Using the pen tool to create a path

The pen tool is the quickest way to create a path with Inkscape. The default path type (and the one we are going to cover in this article) is the bezier path. To create a simple multi-line path segment in inkscape, choose the pen tool, and then left click on the canvas to create the points of your path. To stop adding points, right click anywhere on your canvas, and your path will appear:


If you want to create and enclosed path, create your points by left-clicking the canvas, and then left click on the start-of-path control handle to close the path:


The previous two examples demonstrated paths with straight lines. To create segments in your path that contain curves, click and drag with the mouse when placing a point:


Editing a path with the Node Tool

To edit paths further, you need to use the Node tool. When a path is selected, and the node tool is chosen, you will see all the nodes of the selected path. Left-click on a node to select it, and click and drag a node to move it around on the canvas. When you select a node, the curve handles of that node and the surrounding nodes will also appear. Click and drag these handles to edit the shapes of your curves:



With the node editing tool, you can also add nodes by double clicking the path, adding a node where you double click:

Finally, if you have a path that is just straight segments, you can convert a segment to a curve by first selecting the node, holding down shift, and dragging in the direction you want to add the curve:


The Node Tool also has many other options in the Tools Control Bar that we haven’t covered here, including different node types, and additional ways of adding and removing nodes.  Check out the editing paths section in the Inkscape Book for detailed information on many of the ways to edit paths.
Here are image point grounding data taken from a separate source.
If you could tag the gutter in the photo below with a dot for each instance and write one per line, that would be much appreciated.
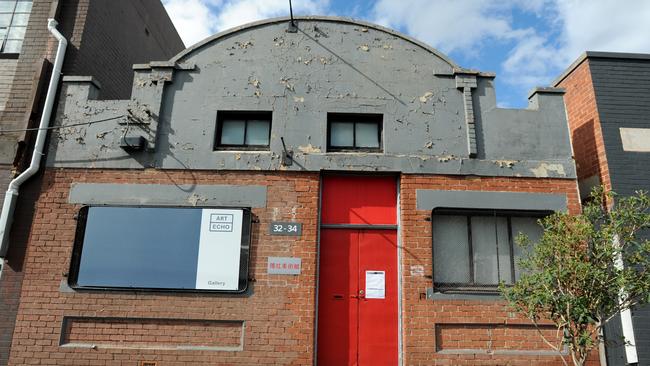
(11, 197)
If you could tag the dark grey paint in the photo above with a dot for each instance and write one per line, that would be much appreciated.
(330, 65)
(168, 195)
(428, 199)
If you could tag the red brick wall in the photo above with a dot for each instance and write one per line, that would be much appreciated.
(584, 123)
(421, 317)
(278, 317)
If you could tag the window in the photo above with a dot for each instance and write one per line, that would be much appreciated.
(238, 130)
(161, 248)
(354, 132)
(476, 250)
(13, 24)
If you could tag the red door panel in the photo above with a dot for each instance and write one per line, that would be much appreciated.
(354, 329)
(359, 200)
(378, 321)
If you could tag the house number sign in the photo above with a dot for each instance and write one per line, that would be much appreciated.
(286, 228)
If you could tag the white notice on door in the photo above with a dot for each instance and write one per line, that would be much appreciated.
(375, 285)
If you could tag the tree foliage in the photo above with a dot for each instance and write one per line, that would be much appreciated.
(574, 277)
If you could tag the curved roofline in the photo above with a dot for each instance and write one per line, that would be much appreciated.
(186, 52)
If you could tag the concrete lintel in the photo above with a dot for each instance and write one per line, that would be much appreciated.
(168, 195)
(429, 199)
(164, 65)
(482, 74)
(82, 79)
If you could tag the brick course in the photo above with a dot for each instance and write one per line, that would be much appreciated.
(279, 317)
(94, 48)
(584, 123)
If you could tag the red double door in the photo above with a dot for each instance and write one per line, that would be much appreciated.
(358, 287)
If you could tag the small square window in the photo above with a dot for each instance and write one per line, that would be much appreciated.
(354, 132)
(476, 250)
(238, 130)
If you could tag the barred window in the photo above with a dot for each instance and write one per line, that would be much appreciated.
(13, 24)
(240, 130)
(475, 251)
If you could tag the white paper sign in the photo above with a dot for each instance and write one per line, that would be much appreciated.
(375, 285)
(219, 249)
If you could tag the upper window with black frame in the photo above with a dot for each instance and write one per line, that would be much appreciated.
(354, 132)
(13, 25)
(239, 130)
(475, 251)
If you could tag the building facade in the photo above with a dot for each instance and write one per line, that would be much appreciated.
(331, 192)
(96, 47)
(608, 100)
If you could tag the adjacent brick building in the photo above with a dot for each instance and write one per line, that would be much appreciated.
(608, 108)
(336, 194)
(105, 39)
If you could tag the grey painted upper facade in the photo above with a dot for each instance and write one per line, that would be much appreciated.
(437, 117)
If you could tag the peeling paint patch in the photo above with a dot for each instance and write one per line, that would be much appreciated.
(426, 97)
(254, 82)
(544, 169)
(446, 158)
(307, 149)
(244, 45)
(287, 84)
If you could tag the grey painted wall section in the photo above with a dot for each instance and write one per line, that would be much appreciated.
(329, 65)
(622, 90)
(168, 195)
(428, 199)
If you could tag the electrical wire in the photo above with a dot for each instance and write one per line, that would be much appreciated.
(65, 126)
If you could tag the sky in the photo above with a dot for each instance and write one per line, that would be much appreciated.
(527, 43)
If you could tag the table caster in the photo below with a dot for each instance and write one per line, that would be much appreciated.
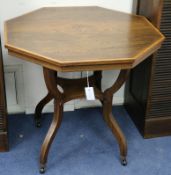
(37, 123)
(123, 161)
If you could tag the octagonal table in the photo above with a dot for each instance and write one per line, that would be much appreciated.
(69, 39)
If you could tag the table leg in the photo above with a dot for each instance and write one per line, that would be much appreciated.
(57, 118)
(107, 112)
(54, 93)
(39, 108)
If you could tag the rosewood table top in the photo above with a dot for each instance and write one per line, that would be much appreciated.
(81, 38)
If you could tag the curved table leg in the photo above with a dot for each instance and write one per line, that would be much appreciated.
(54, 93)
(107, 112)
(39, 108)
(57, 118)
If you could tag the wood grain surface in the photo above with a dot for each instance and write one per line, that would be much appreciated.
(64, 38)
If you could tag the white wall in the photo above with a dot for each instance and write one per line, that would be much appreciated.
(34, 87)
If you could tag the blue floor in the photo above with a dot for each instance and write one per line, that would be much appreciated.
(84, 146)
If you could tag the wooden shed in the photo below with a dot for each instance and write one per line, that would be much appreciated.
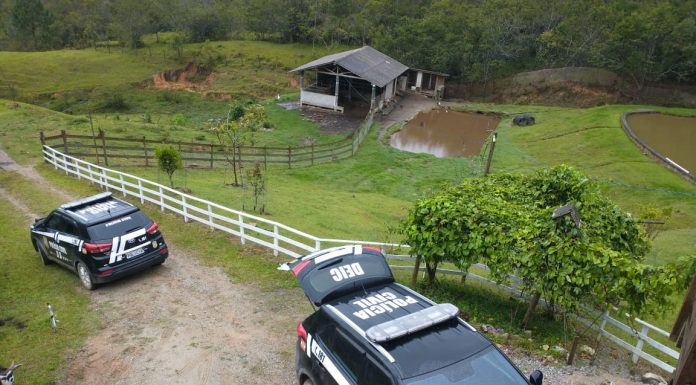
(430, 83)
(684, 334)
(362, 75)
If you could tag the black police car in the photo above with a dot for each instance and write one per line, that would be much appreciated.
(369, 330)
(100, 238)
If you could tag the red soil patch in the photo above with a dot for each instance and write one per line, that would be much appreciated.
(188, 78)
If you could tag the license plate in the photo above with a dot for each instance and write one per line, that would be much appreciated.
(134, 253)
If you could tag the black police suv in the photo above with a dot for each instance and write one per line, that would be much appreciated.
(369, 330)
(100, 238)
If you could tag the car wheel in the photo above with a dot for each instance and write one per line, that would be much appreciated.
(43, 257)
(85, 276)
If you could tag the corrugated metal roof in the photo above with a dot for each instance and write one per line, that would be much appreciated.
(366, 62)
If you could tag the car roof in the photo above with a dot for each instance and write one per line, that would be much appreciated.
(96, 209)
(416, 352)
(331, 273)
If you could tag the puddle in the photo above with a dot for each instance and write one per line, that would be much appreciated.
(672, 136)
(445, 133)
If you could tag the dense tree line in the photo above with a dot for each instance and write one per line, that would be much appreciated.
(474, 40)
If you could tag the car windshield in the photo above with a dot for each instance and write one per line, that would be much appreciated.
(119, 226)
(487, 367)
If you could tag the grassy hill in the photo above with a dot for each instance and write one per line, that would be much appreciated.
(244, 68)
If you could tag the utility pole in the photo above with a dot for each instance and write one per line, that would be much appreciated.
(490, 155)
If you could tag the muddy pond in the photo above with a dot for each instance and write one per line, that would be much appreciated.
(674, 137)
(445, 133)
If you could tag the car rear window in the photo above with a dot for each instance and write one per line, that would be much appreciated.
(486, 367)
(118, 226)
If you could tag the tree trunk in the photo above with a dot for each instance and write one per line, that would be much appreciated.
(234, 165)
(431, 269)
(416, 269)
(530, 309)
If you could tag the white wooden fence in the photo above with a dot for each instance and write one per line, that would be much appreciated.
(295, 243)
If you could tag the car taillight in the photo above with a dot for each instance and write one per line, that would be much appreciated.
(302, 334)
(298, 268)
(153, 228)
(93, 248)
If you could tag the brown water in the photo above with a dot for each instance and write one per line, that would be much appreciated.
(672, 136)
(445, 133)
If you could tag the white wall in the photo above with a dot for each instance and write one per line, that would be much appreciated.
(316, 99)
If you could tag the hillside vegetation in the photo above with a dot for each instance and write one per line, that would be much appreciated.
(643, 41)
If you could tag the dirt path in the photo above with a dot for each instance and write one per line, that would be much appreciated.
(184, 323)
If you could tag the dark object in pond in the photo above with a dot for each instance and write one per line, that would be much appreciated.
(523, 120)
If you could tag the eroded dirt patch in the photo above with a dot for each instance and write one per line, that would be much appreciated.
(191, 77)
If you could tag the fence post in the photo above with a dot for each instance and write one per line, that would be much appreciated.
(65, 164)
(65, 141)
(147, 161)
(183, 207)
(123, 186)
(77, 170)
(103, 138)
(241, 228)
(211, 156)
(639, 345)
(161, 199)
(275, 240)
(140, 191)
(54, 158)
Converting objects to paths

In Inkscape, you are also able to convert objects – like stars, rectangles, circles, and even text – to paths so you can manipulate them in ways the object does not allow you to do. To convert an object to a path, first select the object, then choose Path > Object to Path.



Once you have started to play and perfect the use of paths in inkscape, you will be able to illustrate just about anything in Inkscape.